Saturday, July 23, 2022

Pentecost 7C

Colossians 2:5-15

5For though I am absent in body, yet I am with you in spirit, and I rejoice to see your orderly conduct and the firmness of your faith in Christ.

6As you therefore have received Christ Jesus the Lord, continue to walk in him, 7rooted and built up in him and established in the faith, just as you were taught, abounding in thanksgiving.

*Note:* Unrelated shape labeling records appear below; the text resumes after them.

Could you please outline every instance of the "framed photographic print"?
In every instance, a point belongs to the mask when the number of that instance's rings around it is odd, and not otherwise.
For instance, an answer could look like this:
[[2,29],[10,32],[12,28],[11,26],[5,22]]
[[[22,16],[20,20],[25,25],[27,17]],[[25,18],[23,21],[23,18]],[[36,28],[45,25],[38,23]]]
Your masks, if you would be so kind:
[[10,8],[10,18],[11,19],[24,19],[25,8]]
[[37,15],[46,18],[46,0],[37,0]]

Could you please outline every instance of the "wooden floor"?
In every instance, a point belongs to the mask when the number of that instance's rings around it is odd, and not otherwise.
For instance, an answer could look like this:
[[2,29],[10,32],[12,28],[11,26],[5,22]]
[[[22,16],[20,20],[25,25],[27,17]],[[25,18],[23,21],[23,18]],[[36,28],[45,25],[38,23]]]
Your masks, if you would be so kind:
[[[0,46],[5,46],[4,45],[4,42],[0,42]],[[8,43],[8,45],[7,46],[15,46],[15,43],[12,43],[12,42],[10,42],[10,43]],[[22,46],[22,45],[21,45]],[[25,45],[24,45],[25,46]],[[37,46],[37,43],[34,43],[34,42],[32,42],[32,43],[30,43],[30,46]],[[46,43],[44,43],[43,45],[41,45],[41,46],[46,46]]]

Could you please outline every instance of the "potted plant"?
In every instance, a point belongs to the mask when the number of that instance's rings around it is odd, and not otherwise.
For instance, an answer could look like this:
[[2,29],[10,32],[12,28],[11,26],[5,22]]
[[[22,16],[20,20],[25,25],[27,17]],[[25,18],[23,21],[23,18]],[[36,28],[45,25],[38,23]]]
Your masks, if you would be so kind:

8Watch out that no one takes you captive through philosophy and empty deceit, according to human tradition, according to the elemental principles or spirits of the world, and not according to Christ. 9For in him the whole fullness of deity dwells bodily, 10and you have come to fullness in him, who is the head of every ruler and authority. 11In him also you were circumcised with a spiritual circumcision, by the removal of the sins of the flesh in the circumcision of Christ;

12when you were buried with Christ in baptism, you were also raised with him through faith in the power of God, who raised him from the dead. 13And when you were dead in trespasses and the uncircumcision of your flesh, God made you alive together with him, when he forgave us all our trespasses, 14erasing the record that stood against us with its legal demands. He set this aside, nailing it to the cross. 15He disarmed the rulers and authorities and made a public example of them, triumphing over them in it.

Colossians Continues

• More about Colossians from Pentecost 5

• More about Colossians from Pentecost 6

The second lesson this week is third in a series of four from the letter or epistle to the house church at Colossae. Today's scripture again affirms the sufficiency of Jesus Christ. Jesus is sufficient or "enough" for everything there is, for everything that happens, because he has reconciled everything on earth to heaven, has annihilated all death-dealing powers on the cross, and reigns with merciful loving justice. Jesus' ascension means Christ is sovereign over all creation—not only over earth and its inhabitants. This cosmic Christ fills creation to the extent of humanly unknown galaxies, yet inhabits individual humans.

Although the apostle Saul/Paul of Tarsus almost definitely didn't write Colossians, the author addresses his readers with affectionate language very similar to Paul's in his seven undisputed letters. We don't know who planted the church or who their pastors might have been, but Epaphras was their pastor and teacher at the time of this epistle.


Today's Reading

Scholars believe and textual evidence shows the Colossian parishioners had been experimenting with spiritual ideas and practices other than Christianity. Verse 8 mentions "philosophy and empty deceit." They may have denied the goodness of created matter—including human bodies. As a result, the church at Colossae leaned into ideas that viewed bodies as not essential, as lesser-than "spirit," yet at the same time they thought the way people treated their bodies didn't matter. They may have engaged in what we'd call New Age type activities. From our perspective some of those are a bit crazy, and many are harmless, but as this author reminded their first readers and us as well, Christ and Christianity are complete in themselves and don't need add-ons.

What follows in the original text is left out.